The meat was fat and rich. Kettricken and I did most of the butchering, for the cold savaged the Fool and Kettle mercilessly and Starling begged off for the sake of a harpist’s hands. Cold and damp were not the best things for her still-healing fingers. I did not much mind. Both the task and the harsh conditions kept my mind from wandering as I worked, and there was an odd pleasure to being alone with Kettricken, even under such circumstances, for in sharing this humble work, we both forgot station and past and became but two people in the cold rejoicing in a richness of meat. We cut off long skewering strips that would cook swiftly over the little brazier in sufficient quantity for all of us to gorge. Nighteyes took the entrails for himself, reveling in the heart and liver and guts and then a front leg with the satisfaction of bones to crack. He brought this gristly prize into the tent with him, but no one made comment on the snowy, bloody wolf that lay along one side of the tent wall and noisily chewed his meat save to praise him. I thought him insufferably satisfied with himself and told him so; he but informed me that I had never made so difficult a kill alone, let alone dragged it back intact to share. All the while the Fool scratched his ears.

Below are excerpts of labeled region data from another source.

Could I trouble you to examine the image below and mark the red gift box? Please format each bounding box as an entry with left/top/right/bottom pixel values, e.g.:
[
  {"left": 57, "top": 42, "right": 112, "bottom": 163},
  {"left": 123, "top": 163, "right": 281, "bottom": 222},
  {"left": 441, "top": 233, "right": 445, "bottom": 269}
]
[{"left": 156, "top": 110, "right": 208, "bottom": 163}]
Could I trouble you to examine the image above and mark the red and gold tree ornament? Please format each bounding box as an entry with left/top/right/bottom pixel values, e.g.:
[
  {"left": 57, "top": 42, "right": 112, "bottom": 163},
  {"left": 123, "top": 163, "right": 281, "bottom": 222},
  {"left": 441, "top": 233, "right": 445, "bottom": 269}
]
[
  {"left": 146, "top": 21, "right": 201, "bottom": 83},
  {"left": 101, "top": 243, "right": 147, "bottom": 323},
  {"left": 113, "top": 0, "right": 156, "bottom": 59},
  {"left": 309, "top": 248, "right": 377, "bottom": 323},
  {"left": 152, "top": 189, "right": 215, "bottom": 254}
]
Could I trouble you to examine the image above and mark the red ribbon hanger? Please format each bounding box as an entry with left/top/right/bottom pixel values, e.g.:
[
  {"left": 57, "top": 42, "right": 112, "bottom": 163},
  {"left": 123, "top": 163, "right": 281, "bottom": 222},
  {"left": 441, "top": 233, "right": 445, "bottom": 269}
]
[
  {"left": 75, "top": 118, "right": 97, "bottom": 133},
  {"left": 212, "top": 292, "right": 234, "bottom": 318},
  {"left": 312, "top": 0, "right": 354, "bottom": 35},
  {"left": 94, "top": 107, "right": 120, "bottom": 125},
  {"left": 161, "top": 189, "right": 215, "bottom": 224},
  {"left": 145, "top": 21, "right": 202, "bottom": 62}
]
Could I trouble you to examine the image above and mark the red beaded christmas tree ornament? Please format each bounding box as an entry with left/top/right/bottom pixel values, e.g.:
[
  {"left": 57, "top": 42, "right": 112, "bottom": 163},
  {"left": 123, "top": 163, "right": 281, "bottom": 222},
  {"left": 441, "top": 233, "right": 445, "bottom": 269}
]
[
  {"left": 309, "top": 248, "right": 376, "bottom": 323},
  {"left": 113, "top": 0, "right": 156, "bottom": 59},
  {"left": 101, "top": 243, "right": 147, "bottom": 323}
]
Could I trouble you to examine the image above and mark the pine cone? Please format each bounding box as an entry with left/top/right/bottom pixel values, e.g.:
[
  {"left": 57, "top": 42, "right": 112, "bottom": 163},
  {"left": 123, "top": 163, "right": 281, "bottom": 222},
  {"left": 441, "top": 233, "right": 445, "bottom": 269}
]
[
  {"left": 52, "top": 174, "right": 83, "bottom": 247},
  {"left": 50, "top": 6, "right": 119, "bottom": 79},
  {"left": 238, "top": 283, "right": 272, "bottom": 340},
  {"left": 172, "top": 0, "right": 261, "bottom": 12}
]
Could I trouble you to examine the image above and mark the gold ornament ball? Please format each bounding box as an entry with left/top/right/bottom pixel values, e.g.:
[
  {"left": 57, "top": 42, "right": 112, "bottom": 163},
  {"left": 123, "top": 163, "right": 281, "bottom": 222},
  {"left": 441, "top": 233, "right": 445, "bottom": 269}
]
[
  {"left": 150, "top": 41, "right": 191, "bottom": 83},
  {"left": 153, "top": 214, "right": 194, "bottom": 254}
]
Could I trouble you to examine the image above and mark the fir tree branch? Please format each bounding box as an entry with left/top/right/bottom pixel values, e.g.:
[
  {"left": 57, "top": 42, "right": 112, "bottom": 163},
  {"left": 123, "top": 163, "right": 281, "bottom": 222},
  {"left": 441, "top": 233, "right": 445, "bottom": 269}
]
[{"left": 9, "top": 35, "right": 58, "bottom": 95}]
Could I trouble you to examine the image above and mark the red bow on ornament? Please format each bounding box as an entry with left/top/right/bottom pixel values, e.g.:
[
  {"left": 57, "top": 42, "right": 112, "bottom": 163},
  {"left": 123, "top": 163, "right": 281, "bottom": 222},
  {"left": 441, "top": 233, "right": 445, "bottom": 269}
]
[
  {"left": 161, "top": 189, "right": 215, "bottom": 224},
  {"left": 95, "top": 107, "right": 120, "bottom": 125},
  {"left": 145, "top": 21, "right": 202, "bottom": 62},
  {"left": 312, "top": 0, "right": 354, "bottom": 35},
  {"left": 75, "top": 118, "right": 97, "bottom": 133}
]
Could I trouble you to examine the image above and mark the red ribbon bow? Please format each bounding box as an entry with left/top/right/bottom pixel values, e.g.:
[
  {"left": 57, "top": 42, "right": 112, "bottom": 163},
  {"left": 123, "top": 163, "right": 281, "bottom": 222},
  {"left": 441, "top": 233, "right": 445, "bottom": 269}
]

Soon the rich smell of cooking filled the tent. It had been some days since we had had fresh meat of any kind, and the cold we had endured made the fat taste doubly rich to us. It brought our spirits up and we could almost forget the howling of the wind outside and the cold that pressed so fiercely against our small shelter. After we were all sated with meat, Kettle made tea for us. I know of nothing more warming than hot meat and tea and good fellowship.

This is pack, Nighteyes observed in contentment from his corner. And I could do no more than agree.